You should now have a file sanity.types.ts inside your Hydrogen app.

Now in your Hydrogen app, you'll need to setup a route to render page type documents.

Create a new document to contain your GROQ queries
./app/sanity/queries.ts
import groq from 'groq';
export const PAGE_QUERY = groq`*[_type == "page" && slug.current == $slug][0]`
Create a new route in your Hydrogen app
./app/routes/$slug.tsx
import {json, type LoaderFunctionArgs} from '@shopify/remix-oxygen';
import {useLoaderData} from '@remix-run/react';
import type {PAGE_QUERYResult} from '~/sanity/sanity.types';
import {PAGE_QUERY} from '~/sanity/queries';
const BLOCKS: Record<string, (props: any) => JSX.Element | null> = {
_unknown: (props: any) => <pre>{JSON.stringify(props, null, 2)}</pre>,
};
export async function loader({params, context: {sanity}}: LoaderFunctionArgs) {
const query = PAGE_QUERY;
const initial = await sanity.loadQuery<PAGE_QUERYResult>(query, params);
if (!initial.data) {
throw new Response('Not found', {status: 404});
}
return json({initial});
}
export default function Page() {
const {initial} = useLoaderData<typeof loader>();
const page = initial?.data;
return Array.isArray(page?.body) ? (
<main>
{page.body.map((block) =>
block._type in BLOCKS
? BLOCKS[block._type]({key: block._key, ...block})
: BLOCKS._unknown({key: block._key, ...block}),
)}
</main>
) : null;
}

This route renders each array field item as a unique component.
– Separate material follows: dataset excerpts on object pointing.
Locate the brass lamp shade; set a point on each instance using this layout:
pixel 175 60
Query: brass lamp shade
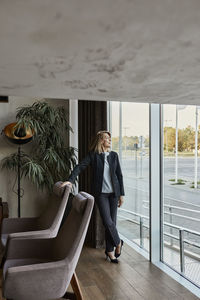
pixel 18 136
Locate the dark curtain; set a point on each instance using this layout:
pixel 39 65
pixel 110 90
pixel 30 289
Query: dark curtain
pixel 92 117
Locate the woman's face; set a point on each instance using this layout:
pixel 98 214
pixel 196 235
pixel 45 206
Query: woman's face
pixel 106 140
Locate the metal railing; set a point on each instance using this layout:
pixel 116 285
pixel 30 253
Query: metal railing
pixel 179 238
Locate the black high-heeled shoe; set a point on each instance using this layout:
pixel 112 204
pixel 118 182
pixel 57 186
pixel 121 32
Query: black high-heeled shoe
pixel 118 254
pixel 113 260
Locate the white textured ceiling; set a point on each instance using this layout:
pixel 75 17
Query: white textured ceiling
pixel 129 50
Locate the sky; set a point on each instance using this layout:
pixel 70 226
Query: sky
pixel 135 118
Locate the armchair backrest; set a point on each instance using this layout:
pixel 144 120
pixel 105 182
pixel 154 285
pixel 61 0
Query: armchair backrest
pixel 70 239
pixel 51 218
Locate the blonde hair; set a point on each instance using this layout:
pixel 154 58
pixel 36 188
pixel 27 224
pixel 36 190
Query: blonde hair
pixel 96 144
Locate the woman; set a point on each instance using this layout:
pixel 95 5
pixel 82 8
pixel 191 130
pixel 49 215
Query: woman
pixel 107 188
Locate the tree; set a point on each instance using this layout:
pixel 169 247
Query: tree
pixel 49 160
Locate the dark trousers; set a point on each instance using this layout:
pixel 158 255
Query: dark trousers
pixel 107 204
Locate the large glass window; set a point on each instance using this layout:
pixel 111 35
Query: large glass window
pixel 130 138
pixel 181 190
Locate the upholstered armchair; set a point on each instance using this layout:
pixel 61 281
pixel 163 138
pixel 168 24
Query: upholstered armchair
pixel 45 226
pixel 43 268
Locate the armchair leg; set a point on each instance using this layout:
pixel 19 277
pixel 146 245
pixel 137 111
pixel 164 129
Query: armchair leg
pixel 76 287
pixel 77 295
pixel 70 296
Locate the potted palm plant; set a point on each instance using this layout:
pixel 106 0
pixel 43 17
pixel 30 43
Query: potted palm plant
pixel 49 160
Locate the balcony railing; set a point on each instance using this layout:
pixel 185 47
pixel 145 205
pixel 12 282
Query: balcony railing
pixel 180 238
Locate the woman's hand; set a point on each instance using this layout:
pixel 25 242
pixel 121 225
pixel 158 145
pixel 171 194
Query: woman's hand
pixel 121 201
pixel 66 183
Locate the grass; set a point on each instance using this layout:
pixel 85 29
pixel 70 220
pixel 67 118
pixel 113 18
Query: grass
pixel 179 181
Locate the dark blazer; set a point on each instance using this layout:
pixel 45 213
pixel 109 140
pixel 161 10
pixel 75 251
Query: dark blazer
pixel 96 161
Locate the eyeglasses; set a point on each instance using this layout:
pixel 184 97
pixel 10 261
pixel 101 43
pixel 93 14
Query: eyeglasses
pixel 103 131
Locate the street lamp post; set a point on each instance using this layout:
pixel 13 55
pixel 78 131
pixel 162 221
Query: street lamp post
pixel 196 148
pixel 178 107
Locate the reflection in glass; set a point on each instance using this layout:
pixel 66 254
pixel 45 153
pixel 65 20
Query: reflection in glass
pixel 181 190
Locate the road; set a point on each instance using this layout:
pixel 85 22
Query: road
pixel 186 200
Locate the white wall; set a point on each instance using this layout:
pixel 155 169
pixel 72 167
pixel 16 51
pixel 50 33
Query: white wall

If a matching component is not found, the item's content is stringified and rendered to the page.

Back in your Sanity Studio, create a page

Publish a new page document with the title "The Blue Collection" and generate a slug
Add an "Accordion" block to the body field

Visit http://localhost:3000/the-blue-collection and you should see a page something like this:

Now, let's style this "accordion" block.